Riverdale and Upper West Side lawmaker Eric Schneiderman might get in it.
"He has to decide very soon," his spokesman, Mike Meade, told me just now.
As City Hall notes, he's coming off the end of a decade-long campaign to get a Democratic majority in the state Senate, and he just got the job he's been gunning for since he was first elected in 1999. Still, he wouldn't have to give up his current job to run.
His competitors have the jump on him, fund-raising-wise, but he's the only one of them to have successfully campaigned for elected office.
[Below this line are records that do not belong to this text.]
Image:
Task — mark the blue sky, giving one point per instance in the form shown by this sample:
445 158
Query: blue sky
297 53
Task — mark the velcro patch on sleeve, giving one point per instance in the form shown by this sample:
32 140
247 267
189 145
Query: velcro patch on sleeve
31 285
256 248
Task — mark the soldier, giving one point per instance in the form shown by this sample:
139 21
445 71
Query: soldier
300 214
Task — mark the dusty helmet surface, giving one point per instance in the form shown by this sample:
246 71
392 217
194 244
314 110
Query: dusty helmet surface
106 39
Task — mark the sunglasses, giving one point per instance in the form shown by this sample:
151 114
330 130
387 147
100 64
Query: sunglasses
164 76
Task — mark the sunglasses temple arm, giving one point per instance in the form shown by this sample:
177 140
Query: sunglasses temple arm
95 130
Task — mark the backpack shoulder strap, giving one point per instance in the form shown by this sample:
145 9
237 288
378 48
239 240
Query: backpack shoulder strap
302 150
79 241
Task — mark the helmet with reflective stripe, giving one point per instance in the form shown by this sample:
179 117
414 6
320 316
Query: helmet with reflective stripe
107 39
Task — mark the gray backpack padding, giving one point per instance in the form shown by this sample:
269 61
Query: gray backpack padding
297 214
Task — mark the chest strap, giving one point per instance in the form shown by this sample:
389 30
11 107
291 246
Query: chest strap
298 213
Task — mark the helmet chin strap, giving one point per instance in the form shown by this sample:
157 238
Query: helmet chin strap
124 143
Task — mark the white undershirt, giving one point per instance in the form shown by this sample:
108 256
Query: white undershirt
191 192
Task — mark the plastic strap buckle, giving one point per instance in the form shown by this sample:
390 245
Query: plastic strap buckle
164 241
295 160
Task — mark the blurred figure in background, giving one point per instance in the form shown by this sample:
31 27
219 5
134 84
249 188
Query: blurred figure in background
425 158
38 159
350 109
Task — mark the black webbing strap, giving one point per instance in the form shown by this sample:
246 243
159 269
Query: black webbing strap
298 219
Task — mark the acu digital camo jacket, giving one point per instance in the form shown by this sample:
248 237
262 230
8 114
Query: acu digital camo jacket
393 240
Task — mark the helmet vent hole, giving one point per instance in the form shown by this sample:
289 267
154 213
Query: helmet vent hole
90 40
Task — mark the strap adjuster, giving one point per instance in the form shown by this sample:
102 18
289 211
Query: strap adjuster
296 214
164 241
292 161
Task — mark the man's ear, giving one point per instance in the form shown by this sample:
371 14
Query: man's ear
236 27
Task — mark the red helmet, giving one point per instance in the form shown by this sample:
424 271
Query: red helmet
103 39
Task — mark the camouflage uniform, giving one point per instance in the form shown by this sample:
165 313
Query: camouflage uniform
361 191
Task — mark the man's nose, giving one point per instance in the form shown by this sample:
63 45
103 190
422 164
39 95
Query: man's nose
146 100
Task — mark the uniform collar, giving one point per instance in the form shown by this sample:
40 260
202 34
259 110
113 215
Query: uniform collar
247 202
Here's the best bit of Edward Isaac Dovere's woolgathering on Mr. Schneiderman:
More than that, though, is the chance that the very same political background which some might see as making Schneiderman strong, may wind up working against him. Local voters, editorial boards and groups like the bar association have often looked to see the office as separate from politics as usual. The result is that while district attorneys elsewhere around the country are often politicians, in New York City, they have tended not to be: Queens District Attorney Richard Brown was a judge in several courts, Brooklyn District Attorney Charles Hynes spent most of his pre-DA career as a prosecutor, Staten Island District Attorney Daniel Donovan was a deputy borough president and prosecutor and Bronx District Attorney Robert Johnson was a judge and prosecutor. Of the five current city district attorneys, Morgenthau had the most political background, with his run for governor in 1962 and firing as United States attorney by Richard Nixon.